Dr. Joseph Morreale is the founder and attending spine surgeon at MountainView Spine Center, a practice focused on providing highly skilled spine care for people who suffer from back pain. In this interview, we talk about one of his favorite surgical procedures—endoscopy.
What is endoscopy and how does it work?
Dr. Joseph Morreale: Endoscopy is a minimally-invasive spine surgery. It's a great way that we can decompress people. They're stab wound incisions, really speeding up their recovery, decreasing operative time, decreasing incisions. It's helped to get people back to doing what they want to do a little bit quicker.
Being minimally invasive, does that make it an outpatient surgery?
Dr. Joseph Morreale: Yes. In some cases, people can even be awake during the surgery, which is unusual for spine surgeries.
Walk us through the process of endoscopy surgery.
Dr. Joseph Morreale: [The patient] is in a prone position, face down, and then we use intraoperative X-ray. We start with a needle and then position a little cannula (a thin tube) in. Into that cannula we can pass various instruments to decompress the spine, if they have a herniated disc or stenosis, to take the pressure off those nerves, and do it all with a camera and small tools.
Now, what's the difference between this and a typical open procedure? If it's difficult to reach through an endoscope, we might have to do a typical open procedure. This makes it a little bit easier because we're able to do it through a stab wound, or two, which can be closed with just one stitch, as opposed to anything else. It's about minimizing what we're doing and going in and targeting where the disease process is.
You mentioned decompressions. Explain what that entails.
Dr. Joseph Morreale: Decompression is probably the easiest of all spine surgeries to go through. It means we're just removing something—maybe a tiny bit of bone, some disc, any other structures that might be compressing on the nerve. It's simple. Beyond that, we start talking about putting implants in, whether that's screws, rods, artificial discs, cages in the spine.
Which spine conditions are recommended for endoscopy?
Dr. Joseph Morreale: Most people have a herniated disc, which is commonly referred to as sciatica, which is pain down the leg, and that persists. Those tend to be the most common, but certainly, spinal stenosis can be [treated with endoscopy]. I'm not as much into this, so I use it mostly for people who need decompressions of herniated discs.
We try non-surgical measures first, such as medications, physical therapy, and injections. If those fail after a specific amount of time, then people become good candidates for surgery.
As far as patient prep, what should the patient do to prepare for endoscopy? Are there any requirements or precautions they should take?
Dr. Joseph Morreale: We ask patients to stay healthy as they can. A lot of times when people have spine conditions, it's hard to stay healthy. We typically send people to physical therapy first, and we work a lot on core strengthening in that physical therapy regimen. We're looking at six months, a year down the line so we want to try and keep that core strong.
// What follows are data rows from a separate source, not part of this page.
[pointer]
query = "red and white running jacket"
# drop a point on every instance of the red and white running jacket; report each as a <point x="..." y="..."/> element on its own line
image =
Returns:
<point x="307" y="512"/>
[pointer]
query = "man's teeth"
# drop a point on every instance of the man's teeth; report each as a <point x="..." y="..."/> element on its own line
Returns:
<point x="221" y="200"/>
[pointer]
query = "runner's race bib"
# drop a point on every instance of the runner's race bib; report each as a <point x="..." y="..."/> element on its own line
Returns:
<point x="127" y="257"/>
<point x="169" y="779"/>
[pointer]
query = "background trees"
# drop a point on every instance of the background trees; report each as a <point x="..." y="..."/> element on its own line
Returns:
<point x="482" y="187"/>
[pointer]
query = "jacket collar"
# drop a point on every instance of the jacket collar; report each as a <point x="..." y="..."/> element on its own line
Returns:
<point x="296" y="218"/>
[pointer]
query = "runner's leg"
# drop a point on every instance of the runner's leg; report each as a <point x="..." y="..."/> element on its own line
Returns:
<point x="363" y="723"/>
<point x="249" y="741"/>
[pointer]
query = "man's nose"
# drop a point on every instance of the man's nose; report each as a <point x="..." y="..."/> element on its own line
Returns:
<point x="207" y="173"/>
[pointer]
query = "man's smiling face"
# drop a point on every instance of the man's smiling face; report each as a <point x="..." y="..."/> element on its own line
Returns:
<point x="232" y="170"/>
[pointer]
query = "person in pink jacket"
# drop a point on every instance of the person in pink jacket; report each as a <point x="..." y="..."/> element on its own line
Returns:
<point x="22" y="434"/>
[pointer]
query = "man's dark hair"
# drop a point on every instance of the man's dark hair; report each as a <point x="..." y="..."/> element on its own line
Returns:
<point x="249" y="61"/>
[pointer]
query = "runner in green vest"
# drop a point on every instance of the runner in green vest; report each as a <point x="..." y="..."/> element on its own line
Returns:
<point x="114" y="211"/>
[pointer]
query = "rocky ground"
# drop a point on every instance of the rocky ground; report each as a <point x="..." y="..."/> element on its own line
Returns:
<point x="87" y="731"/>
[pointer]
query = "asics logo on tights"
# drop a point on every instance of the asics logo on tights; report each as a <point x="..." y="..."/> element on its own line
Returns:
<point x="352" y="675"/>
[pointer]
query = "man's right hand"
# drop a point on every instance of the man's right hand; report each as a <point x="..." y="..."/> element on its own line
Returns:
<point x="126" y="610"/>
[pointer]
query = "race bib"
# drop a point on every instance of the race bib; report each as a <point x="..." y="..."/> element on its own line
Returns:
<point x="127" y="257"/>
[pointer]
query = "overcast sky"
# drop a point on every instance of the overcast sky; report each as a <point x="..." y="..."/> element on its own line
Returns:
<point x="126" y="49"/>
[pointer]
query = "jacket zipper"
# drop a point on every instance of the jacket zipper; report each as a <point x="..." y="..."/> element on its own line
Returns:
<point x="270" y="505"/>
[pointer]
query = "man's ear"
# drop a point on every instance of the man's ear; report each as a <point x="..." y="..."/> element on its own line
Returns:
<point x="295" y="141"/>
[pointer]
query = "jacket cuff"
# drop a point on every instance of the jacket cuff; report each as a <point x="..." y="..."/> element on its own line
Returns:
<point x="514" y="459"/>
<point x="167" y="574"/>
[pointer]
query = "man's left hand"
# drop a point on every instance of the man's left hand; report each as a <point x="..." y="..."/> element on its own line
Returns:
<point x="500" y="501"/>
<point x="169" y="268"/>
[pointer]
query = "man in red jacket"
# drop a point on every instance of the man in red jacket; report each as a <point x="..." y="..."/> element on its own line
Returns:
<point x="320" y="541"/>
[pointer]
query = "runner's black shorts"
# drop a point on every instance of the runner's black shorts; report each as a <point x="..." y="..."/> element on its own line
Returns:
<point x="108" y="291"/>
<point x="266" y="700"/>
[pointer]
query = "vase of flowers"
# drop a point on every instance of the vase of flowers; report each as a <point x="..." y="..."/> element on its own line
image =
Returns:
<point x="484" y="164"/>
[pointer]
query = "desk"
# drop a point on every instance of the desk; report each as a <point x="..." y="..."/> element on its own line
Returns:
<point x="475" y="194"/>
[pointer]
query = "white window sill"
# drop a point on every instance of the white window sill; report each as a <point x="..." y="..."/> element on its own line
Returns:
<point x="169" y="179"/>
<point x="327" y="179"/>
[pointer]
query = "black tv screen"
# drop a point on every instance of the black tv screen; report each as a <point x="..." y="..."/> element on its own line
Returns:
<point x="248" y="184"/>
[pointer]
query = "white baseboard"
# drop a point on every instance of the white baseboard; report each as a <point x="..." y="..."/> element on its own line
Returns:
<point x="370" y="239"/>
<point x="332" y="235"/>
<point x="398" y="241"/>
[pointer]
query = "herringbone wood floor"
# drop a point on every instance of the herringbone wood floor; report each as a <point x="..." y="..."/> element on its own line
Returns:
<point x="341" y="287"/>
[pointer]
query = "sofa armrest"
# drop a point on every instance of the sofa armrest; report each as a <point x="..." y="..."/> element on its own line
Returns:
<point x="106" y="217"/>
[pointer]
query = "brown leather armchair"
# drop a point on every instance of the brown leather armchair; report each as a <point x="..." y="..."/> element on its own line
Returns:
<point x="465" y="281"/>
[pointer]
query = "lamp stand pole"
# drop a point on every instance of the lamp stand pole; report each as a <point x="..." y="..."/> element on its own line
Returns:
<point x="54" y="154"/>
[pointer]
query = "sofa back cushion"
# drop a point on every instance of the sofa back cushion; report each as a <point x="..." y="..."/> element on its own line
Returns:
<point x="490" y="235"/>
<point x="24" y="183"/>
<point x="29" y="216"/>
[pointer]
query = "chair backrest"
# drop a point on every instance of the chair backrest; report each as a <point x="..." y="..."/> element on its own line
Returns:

What’s the success rates of the surgery?
Dr. Joseph Morreale: This is not one that we expect there to be multiple surgeries afterward. Well, like 98% success rate, depending on exactly why you [have a procedure]. A simple decompression has a fantastic rate. The literature's not quite out there on reherniation rates. People do re-herniate discs. Most often it occurs in the first six weeks because people sometimes get a little aggressive with what they're doing while their body's still healing. The overall success rate is amazing. People connect with it. With just a couple of stab wound incisions, people wake up and their leg pain is gone because we've taken that pressure off the nerve. People are getting better almost right away. They almost want to go out and do more than they should afterward.
What's the recovery plan for the surgery?
Dr. Joseph Morreale: Typically, the surgery is about an hour and a half between getting to the operating room and getting out of the operating room. The actual surgery is a little shorter. [Patients] typically go home the same day.
I let people walk as much as they want right away after surgery. They're feeling pretty good. We have what we call the BLTs: no bending, lifting, twisting for about six weeks. That's because those kinds of activities put increased pressure on the disc. They increase that chance of there being a new herniation. We restrict that a little bit. I try to slowly build them back into their activities after that six- to eight-week period, getting back to things like biking, golf, skiing, things like that; especially in Colorado, that's what people are interested in.
Can you describe the technology used in endoscopy?
Dr. Joseph Morreale: They're all very small tools, whether they're shavers, little things that can burn disc material, little pincers, that we can fit through a cannula. We're using a camera and looking at a screen, much like when you hear about people getting their knee scoped. You hear about that with athletes a lot. This is that same thing in the spine. It's just newer. It took us a little longer to develop this. I think we've been doing it for now for a few years, and every year, better equipment has been coming out as it's gained popularity.
What is the outlook for the endoscopy?
Dr. Joseph Morreale: We've noticed at the annual meetings over the past three, four years, it's gaining momentum. We're seeing more papers published on it. We're seeing more information about it. I'd say it's gaining momentum, but still, I don't think there are that many surgeons doing it. The way things work, I think some people are slow to adopt new technology and some people aren't. I would tell you that, especially, in the younger, active patient population, I think it's going to become a mainstay in the future.